Les explicamos dónde estaban las postas de los guardias, cuántos había más o menos y por donde podían entrar, cosa que habíamos estudiado por el día. Luego nos dividimos en dos grupos y cada uno entró en Cabaiguán por lugares diferentes.
¿Cuándo vio el peligro más de cerca?
Lo vi muchas veces. Era ya nuestro modo de vida y mi mamá me esperaba cada día en nuestra humilde casita, angustiada, llena de pánico. Por ejemplo, un día me traen dos sacos de yute, uno grande con algunas cosas y otro con armas. Eran mi hermano y tres mujeres, y me dicen: “Mañana hay que llevar esto para allá —para las lomas—”. Teníamos que entrar por El Maguey, y cuando pasamos por Sancti Spíritus, íbamos, Lalo el chofer, mi mamá al lado de él, una hermana mía y dos amigas del barrio y yo. Esa noche no dormí.
Yo tenía una saya ancha y me hicieron una sayuela con unas cananas, las llenaron de balas, y me montaron en el yip; las armas iban en el suelo y llevábamos un caldero grande con un chilindrón para simular que íbamos para una fiesta, entonces nos cayó atrás un yip de guardias, nos alcanzaron y las mujeres empezamos a satear con ellos y la que más sateaba era yo.
Les explicamos que íbamos para una fiesta y no sé qué cosa, hasta que seguimos en el vehículo y ellos continuaron detrás de nosotros y no se separaban, pero, al fin, poco antes de llegar a El Maguey, doblaron hacia la izquierda y nosotros continuamos camino. Cuando llegamos, allí estaba la tropa de Enoel Salas. Ellos me bajaron del yip, y me sacaron toda la carga que llevaba oculta, estuvimos un rato allí y después nos fuimos.
Escaparon por poco. ¿Sabían que si los capturaban había pocas posibilidades de que salieran con vida?
No teníamos la menor duda, pero aquello era cosa de todos los días. Mire, una tarde, no recuerdo si fue cuando el ataque al cuartel de Güinía, le dieron un tiro a un hombre y le sacaron las tripas. Había que llevar a un cirujano para que lo operara. Entonces trajeron al cirujano a mi casa y nos fuimos para allá como las cinco de la tarde en un pisicorre viejo que teníamos para el trasteo.
Íbamos cargados con medicinas, plasma, bisturíes y todo lo que se requiere para una operación, conseguidos en los hospitales de aquí.
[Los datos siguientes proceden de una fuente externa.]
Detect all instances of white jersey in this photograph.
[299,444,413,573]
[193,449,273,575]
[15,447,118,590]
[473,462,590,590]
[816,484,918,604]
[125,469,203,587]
Delante de nosotros iba un compañero —que ya murió— en un caballo, y nos dijo: “Si ustedes ven que me quito el sombrero, es que hay una posta’, pero tuvimos suerte, no había ninguna, y seguimos. El hombre fue operado y se salvó.
Pero a las once de la noche, cuando regresamos, había un retén y nos salieron unos guardias. Nos hicieron bajar del vehículo, sacaron todo lo que llevábamos y lo registraron. Cuando acabaron de registrar, pasado un rato, nos dejaron ir. ¡Qué susto!
¿Fue ese el mayor peligro por el que pasó?
¡Qué va! Yo lo creía así, pero un día como a las diez de la mañana cuando nos dirigíamos a la Comandancia del Che en El Pedrero, al pasar de Santa Lucía en el carro, nos localiza una avioneta a la que le decían La Chismosa, y esta nos echó encima a los B-26, los que empezaron a ametrallar y hasta tiraron un bombazo. Felizmente, el follaje nos protegió y logramos escapar.
Cuando llegamos al campamento del Che en El Pedrero ocultamos el carro y cuando pasaban los aviones los rebeldes les tiraban. Los compañeros que estaban por allí se escondieron en un hueco, pero yo me quedé mirando para ver para dónde cogía aquel aeroplano. Aquel día fue tremendo, las balas dando detrás de mis botas y yo a toda velocidad, buscando refugio, hasta que me colé en la cocina y no me tiraron más. Parece que me les perdí por los árboles.